🤖 AI Summary
This study investigates whether large language models can autonomously construct production-grade software systems based on explicit specifications, with a focus on their architectural reasoning capabilities in complex, long-horizon engineering tasks. To this end, we introduce SWE-AGI—the first high-complexity, specification-driven, end-to-end benchmark built within the MoonBit ecosystem under low data leakage risk—requiring agents to strictly adhere to RFCs and authoritative standards while implementing modules such as parsers, interpreters, binary decoders, and SAT solvers under fixed API constraints. Experimental results show that GPT-5.3-Codex achieves the highest performance (86.4%), followed by Claude-Opus-4.6 (68.2%), with Kimi-2.5 leading among open-source models. Performance drops significantly with increasing task difficulty, revealing that current models still struggle to reliably support production-level development, with code comprehension emerging as the primary bottleneck.
📝 Abstract
Although large language models (LLMs) have demonstrated impressive coding capabilities, their ability to autonomously build production-scale software from explicit specifications remains an open question.

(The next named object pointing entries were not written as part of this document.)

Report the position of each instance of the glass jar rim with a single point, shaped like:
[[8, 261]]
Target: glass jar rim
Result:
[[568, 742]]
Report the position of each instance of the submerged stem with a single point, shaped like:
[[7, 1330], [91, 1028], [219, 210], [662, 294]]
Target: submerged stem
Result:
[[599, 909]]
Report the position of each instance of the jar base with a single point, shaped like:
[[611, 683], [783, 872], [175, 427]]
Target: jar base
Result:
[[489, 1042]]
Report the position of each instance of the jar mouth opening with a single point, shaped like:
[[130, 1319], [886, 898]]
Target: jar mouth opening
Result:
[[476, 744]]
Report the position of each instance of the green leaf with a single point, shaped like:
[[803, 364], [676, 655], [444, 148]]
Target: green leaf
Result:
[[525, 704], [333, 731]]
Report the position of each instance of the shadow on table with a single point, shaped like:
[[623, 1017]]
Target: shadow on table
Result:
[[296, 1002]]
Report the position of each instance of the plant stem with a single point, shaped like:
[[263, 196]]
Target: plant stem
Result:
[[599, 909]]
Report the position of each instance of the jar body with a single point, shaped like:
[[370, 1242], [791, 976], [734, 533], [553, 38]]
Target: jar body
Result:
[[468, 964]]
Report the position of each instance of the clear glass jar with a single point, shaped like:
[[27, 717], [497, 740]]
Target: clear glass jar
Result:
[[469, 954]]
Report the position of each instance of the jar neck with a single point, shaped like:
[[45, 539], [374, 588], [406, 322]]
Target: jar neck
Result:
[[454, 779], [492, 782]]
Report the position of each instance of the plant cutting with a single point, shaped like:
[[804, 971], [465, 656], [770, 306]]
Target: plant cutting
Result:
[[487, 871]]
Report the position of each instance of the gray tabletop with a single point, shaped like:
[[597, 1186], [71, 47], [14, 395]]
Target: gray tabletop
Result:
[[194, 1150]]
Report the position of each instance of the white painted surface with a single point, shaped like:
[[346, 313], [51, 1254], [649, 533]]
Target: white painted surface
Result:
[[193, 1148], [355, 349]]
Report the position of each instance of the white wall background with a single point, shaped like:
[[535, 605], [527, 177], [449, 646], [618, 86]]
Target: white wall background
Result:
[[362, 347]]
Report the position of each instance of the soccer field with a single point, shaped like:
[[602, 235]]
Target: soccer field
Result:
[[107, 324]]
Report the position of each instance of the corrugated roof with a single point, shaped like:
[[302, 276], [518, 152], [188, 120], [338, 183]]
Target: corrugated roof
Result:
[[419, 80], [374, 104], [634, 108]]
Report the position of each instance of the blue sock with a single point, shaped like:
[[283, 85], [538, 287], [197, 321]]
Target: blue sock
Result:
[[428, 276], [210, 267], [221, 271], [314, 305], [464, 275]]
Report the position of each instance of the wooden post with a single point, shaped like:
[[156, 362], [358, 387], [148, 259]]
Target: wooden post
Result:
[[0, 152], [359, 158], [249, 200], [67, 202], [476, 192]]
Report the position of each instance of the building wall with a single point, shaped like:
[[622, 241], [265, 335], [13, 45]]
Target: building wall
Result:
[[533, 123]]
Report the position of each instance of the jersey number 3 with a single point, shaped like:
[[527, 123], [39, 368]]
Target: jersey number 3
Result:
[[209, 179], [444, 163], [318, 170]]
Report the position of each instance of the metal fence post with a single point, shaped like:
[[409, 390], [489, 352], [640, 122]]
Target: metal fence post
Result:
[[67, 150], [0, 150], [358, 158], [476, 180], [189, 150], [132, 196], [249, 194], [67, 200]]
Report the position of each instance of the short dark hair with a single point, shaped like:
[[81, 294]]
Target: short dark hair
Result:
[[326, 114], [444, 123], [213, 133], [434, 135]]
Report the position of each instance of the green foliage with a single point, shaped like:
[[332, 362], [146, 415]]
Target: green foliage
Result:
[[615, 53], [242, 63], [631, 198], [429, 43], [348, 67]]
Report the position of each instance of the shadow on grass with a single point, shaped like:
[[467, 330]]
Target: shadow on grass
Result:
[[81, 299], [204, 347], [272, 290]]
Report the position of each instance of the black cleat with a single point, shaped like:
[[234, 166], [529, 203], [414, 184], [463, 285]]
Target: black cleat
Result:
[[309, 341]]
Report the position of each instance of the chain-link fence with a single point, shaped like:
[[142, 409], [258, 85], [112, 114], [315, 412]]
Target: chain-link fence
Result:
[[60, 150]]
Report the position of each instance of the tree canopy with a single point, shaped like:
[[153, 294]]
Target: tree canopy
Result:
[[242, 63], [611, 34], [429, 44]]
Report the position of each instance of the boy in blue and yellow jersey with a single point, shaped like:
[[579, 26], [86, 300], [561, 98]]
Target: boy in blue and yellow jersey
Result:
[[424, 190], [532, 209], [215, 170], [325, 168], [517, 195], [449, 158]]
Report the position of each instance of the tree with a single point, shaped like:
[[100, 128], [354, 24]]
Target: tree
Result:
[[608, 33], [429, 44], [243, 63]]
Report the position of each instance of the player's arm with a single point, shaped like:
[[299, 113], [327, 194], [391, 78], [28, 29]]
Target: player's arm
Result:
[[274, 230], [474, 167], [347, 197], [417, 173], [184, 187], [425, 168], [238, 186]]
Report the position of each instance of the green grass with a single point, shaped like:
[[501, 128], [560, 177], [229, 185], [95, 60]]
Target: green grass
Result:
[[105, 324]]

We introduce SWE-AGI, an open-source benchmark for evaluating end-to-end, specification-driven construction of software systems written in MoonBit. SWE-AGI tasks require LLM-based agents to implement parsers, interpreters, binary decoders, and SAT solvers strictly from authoritative standards and RFCs under a fixed API scaffold. Each task involves implementing 1,000-10,000 lines of core logic, corresponding to weeks or months of engineering effort for an experienced human developer. By leveraging the nascent MoonBit ecosystem, SWE-AGI minimizes data leakage, forcing agents to rely on long-horizon architectural reasoning rather than code retrieval. Across frontier models, gpt-5.3-codex achieves the best overall performance (solving 19/22 tasks, 86.4%), outperforming claude-opus-4.6 (15/22, 68.2%), and kimi-2.5 exhibits the strongest performance among open-source models. Performance degrades sharply with increasing task difficulty, particularly on hard, specification-intensive systems. Behavioral analysis further reveals that as codebases scale, code reading, rather than writing, becomes the dominant bottleneck in AI-assisted development. Overall, while specification-driven autonomous software engineering is increasingly viable, substantial challenges remain before it can reliably support production-scale development.